RTÉ misled on farm payments
We saw images of bales of €50 notes and watched a film clip of merry old St Nick as we heard that the EU was like Santa Claus and because “the farmers have all been good” the Department of Agriculture was “making sure everyone gets their presents”.
There was no reference made to the reasoning behind this payment scheme: to compensate for the underpayment of farmers for their products, underpaid to keep retail prices low for the consumer.
Viewers would be forgiven for believing that farmers were receiving bundles of cash rather than money paid into their accounts and taxed appropriately. The impression was that this money was a gift, a bonus, not a crucial component of farmers’ incomes without which many not only go broke, but hungry and homeless as well.
There are thousands of letters in thousands of homes around the country threatening retrospective fines despite these farmers paying for professional advisers to ensure their applications were correct over the years. There is a huge increase in farm inspections, the primary function of which seems to be clawing back as much money as possible from the farmer. And of course, there are those farmers who had the temerity to appeal the retrospective fines; they received no Single Farm Payment gift-wrapped by the Department under their Christmas trees.

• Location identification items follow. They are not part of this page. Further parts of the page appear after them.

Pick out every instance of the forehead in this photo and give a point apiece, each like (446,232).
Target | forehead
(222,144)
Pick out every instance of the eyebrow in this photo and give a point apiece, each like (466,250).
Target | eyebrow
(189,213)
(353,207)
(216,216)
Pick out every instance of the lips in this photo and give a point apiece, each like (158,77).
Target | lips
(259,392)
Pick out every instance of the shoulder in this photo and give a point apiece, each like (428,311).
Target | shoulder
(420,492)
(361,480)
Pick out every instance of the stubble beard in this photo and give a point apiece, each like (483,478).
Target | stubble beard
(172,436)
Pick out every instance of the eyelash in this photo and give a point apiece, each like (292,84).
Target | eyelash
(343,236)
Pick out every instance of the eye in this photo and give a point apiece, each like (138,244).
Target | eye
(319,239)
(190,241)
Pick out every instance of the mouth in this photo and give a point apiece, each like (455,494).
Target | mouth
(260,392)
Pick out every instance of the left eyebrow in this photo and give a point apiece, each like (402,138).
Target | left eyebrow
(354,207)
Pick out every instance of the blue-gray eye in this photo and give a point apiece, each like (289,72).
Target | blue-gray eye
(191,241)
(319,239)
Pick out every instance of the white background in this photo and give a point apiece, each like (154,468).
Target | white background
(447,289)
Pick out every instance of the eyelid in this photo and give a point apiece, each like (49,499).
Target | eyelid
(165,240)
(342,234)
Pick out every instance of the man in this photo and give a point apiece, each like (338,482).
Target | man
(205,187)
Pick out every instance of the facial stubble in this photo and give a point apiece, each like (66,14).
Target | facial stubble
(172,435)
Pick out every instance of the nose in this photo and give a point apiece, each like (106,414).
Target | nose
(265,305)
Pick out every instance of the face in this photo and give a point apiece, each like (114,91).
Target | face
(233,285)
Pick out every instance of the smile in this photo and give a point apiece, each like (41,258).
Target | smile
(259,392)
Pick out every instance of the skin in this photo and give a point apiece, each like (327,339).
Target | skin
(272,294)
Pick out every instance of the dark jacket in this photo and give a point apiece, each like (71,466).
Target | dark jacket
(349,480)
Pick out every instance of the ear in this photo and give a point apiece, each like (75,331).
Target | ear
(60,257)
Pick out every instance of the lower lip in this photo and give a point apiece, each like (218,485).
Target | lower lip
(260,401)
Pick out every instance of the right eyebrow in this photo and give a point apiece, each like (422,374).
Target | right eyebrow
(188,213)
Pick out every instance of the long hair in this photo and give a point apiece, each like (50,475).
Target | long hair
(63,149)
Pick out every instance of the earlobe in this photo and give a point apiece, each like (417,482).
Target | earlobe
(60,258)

They will have to wait, their payments delayed, their pockets empty and their caps in hand until the department makes a decision.
Grievances? What grievances? Sure in the midst of a recession, after yet another hard budget, Irish farmers were getting money for jam! A seven-day working week, a 12-hour working day, 24 hours on call in springtime, weather problems, fodder crises, uncertainty over income, ever-increasing costs, rafts of rules and regulations often requiring expensive compliance … money for jam.